Правительство Бухары не имело возможности сразу заняться строительством новых зданий.
Не было средств, материалов, людей... Нужно было удовлетворить более важные нужды жителей. И естественно, что государственные учреждения и общественные организации расположились в старых правительственных зданиях и в домах, конфискованных у баев и бывших вельмож. Центральный Исполнительный Комитет, например, разместился в Арке, в доме, ранее принадлежавшем кушбеги; Центральный Комитет Бухарской Коммунистической партии находился в квартале Хавзи Рашид в роскошном особняке одного бая; Совет нази-ров — в квартале Куй Мургкуш в здании богатея, торговавшего каракулем.
Все эти дома были построены незадолго до революции на полуевропейский лад из жженого кирпича, так называемого «солдатского». Эмир Алимхан понастроил для себя такие же дворцы и в Ситораи Мохи Хосса, и в Ширбадане, и в Дилькушо, и в Кагане и поддерживал баев, увлеченных этим новшеством. А баи словно соревновались между собой в великолепии и роскоши.
Здание Совета назиров находилось в малоприметном переулке, расположенном неподалеку от главной улицы, между воротами Кавола и площадью Сесу.
Хайдаркул, направляясь туда, проехал в фаэтоне мимо хауза Девон-беги, мимо площади перед медресе Кукельташ и Ячменного базара, выехал на главную улицу, ведущую к воротам Кавола, и вскоре очутился в переулке, где и сошел с фаэтона у здания Совета назиров.
У главы народного правительства Файзуллы Ходжаева шел в это время прием посетителей. В кабинет председателя, смущенно озираясь, вошли двое молодых людей.
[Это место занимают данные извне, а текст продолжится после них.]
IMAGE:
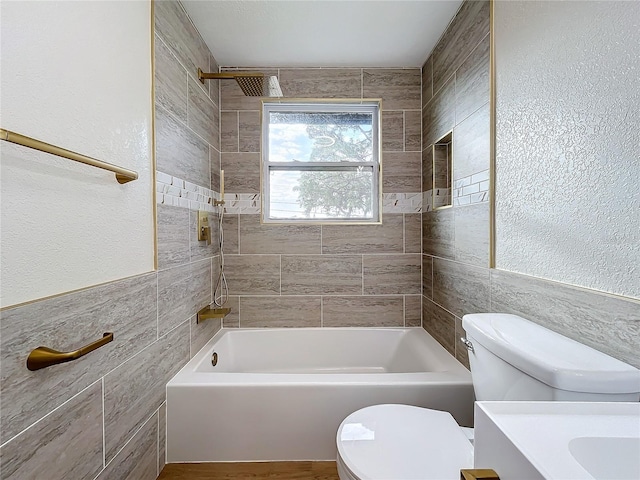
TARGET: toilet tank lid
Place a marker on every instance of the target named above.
(550, 357)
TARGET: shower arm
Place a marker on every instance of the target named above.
(202, 76)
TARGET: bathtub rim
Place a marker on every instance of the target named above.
(455, 374)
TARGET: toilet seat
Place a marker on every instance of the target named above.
(401, 442)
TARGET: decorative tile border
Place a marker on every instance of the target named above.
(180, 193)
(249, 203)
(472, 189)
(242, 203)
(177, 192)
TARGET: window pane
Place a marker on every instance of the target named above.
(320, 137)
(321, 194)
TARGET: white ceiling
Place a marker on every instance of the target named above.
(321, 33)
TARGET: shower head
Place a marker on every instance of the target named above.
(253, 84)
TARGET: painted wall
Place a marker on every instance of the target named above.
(103, 416)
(455, 240)
(329, 275)
(76, 75)
(568, 143)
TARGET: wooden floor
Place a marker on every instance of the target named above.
(257, 471)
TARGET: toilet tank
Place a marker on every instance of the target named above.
(512, 358)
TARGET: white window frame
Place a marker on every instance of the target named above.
(322, 106)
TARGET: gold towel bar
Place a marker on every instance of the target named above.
(208, 312)
(478, 474)
(43, 357)
(122, 174)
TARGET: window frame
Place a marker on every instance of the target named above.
(372, 106)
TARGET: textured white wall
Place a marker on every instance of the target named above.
(568, 142)
(77, 75)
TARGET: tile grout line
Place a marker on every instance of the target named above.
(48, 414)
(104, 440)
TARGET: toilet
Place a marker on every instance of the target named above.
(511, 358)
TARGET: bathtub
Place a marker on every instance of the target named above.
(280, 394)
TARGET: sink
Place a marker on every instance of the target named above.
(558, 440)
(608, 457)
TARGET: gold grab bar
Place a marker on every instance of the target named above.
(122, 174)
(208, 312)
(478, 474)
(43, 357)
Их поразила пышная роскошь этой комнаты. Через три широких окна с цветными витражами вливались потоки света. Весь пол был устлан туркменским ковром работы кизылаякских мастериц. Стены и потолок расписаны кистью знаменитых мастеров-орнамен-талистов. На большом письменном столе красовалась хрустальная чернильница, золотились подсвечники. На одном углу стола высилась стопка книг, на другом — папки с делами. Перпендикулярно к этому столу, стоявшему в глубине, впритык к нему, через всю комнату тянулся другой, обитый зеленым сукном. По обе его стороны стояли тяжелые кожаные стулья.
Файзулла Ходжаев сидел за своим столом. Среднего роста, смуглый, красивый, с темными выразительными глазами, черными густыми волосами, зачесанными назад, он выглядел молодо. На нем был френч из серого сукна и такие же брюки галифе.
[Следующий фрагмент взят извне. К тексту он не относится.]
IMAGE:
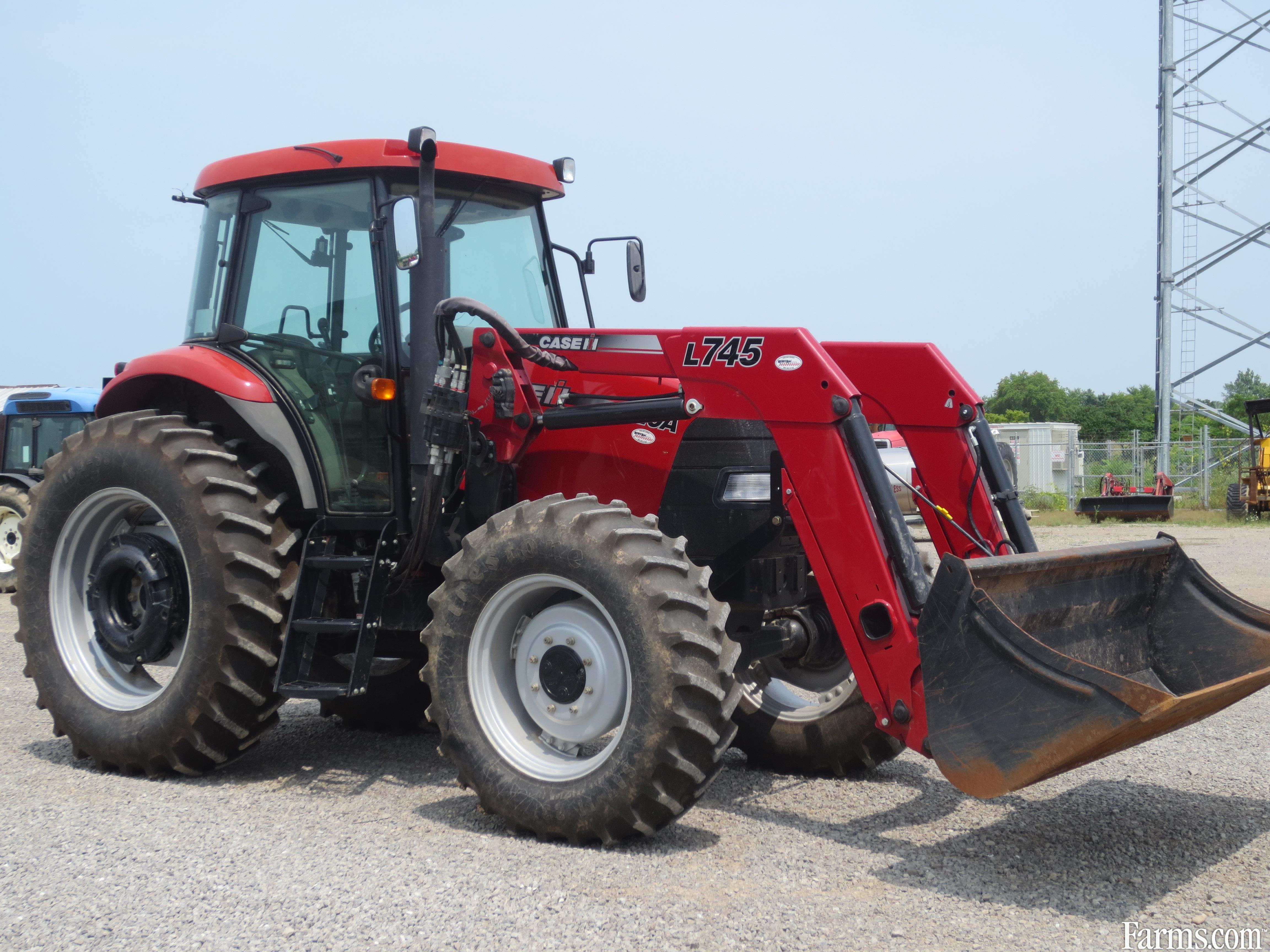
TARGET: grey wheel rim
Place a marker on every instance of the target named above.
(110, 683)
(548, 738)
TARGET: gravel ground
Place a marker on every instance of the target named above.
(324, 838)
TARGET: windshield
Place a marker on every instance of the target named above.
(494, 253)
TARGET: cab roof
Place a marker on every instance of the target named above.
(379, 154)
(76, 400)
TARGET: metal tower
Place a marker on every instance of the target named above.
(1213, 228)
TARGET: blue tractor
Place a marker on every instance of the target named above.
(32, 428)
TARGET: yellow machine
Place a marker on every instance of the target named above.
(1252, 494)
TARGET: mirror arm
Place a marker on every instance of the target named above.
(582, 278)
(620, 238)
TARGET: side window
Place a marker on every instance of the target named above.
(18, 443)
(494, 253)
(309, 306)
(211, 264)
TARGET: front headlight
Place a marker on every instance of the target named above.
(747, 488)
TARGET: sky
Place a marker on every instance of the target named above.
(981, 174)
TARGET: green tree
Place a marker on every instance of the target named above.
(1248, 385)
(1104, 417)
(1008, 417)
(1042, 398)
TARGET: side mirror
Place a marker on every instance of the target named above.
(406, 233)
(636, 271)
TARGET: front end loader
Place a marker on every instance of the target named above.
(384, 473)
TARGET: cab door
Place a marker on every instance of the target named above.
(309, 304)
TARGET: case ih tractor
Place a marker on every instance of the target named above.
(385, 473)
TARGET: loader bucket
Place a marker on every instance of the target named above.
(1129, 508)
(1034, 664)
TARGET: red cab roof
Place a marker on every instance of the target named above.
(378, 154)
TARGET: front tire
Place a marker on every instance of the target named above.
(580, 671)
(14, 507)
(205, 695)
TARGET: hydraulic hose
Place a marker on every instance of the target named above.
(448, 309)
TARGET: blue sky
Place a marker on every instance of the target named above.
(978, 174)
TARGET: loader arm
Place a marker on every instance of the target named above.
(1034, 663)
(801, 391)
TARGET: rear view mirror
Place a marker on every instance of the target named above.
(636, 271)
(406, 233)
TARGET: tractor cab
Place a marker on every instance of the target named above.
(302, 268)
(35, 424)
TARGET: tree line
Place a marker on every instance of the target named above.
(1030, 397)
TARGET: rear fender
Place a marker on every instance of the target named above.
(210, 386)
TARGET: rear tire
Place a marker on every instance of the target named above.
(657, 661)
(140, 473)
(14, 507)
(1236, 506)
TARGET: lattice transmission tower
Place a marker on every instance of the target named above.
(1208, 94)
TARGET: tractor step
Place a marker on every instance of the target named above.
(347, 564)
(327, 626)
(303, 671)
(316, 691)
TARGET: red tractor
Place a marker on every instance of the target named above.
(384, 471)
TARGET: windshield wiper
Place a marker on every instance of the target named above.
(456, 210)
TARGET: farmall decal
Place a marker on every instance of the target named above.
(552, 394)
(669, 426)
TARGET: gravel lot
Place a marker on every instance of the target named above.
(324, 838)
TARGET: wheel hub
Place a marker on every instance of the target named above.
(549, 678)
(11, 540)
(136, 597)
(564, 676)
(563, 650)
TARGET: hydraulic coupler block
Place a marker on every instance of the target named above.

Приветливо встретил он вошедших юношей:
— Сюда, сюда, садитесь поближе. Вы от школы «Намуна»?
Прекрасно! Как учеба? Ребята охотно посещают занятия? Хватает ли вам книг, тетрадей? На что жалуетесь?
Начало беседы ободрило юношей. Один из них так расхрабрился, что даже сказал:
— Наша школа образцовая не только по названию... Мы хотим носить форму... Чтобы на улице нас различали.
— Что ж, мысль неплохая,— улыбнулся Ходжаев, каждой бы школе иметь свою форму... А как смотрит на это отдел народного образования?
— Обещают, но все откладывают, не сегодня завтра, говорят... Вот мы и боимся, что школа «Учунчи Туран» нас обгонит... или «Авлоди Шухадо»... Получат форму, а мы...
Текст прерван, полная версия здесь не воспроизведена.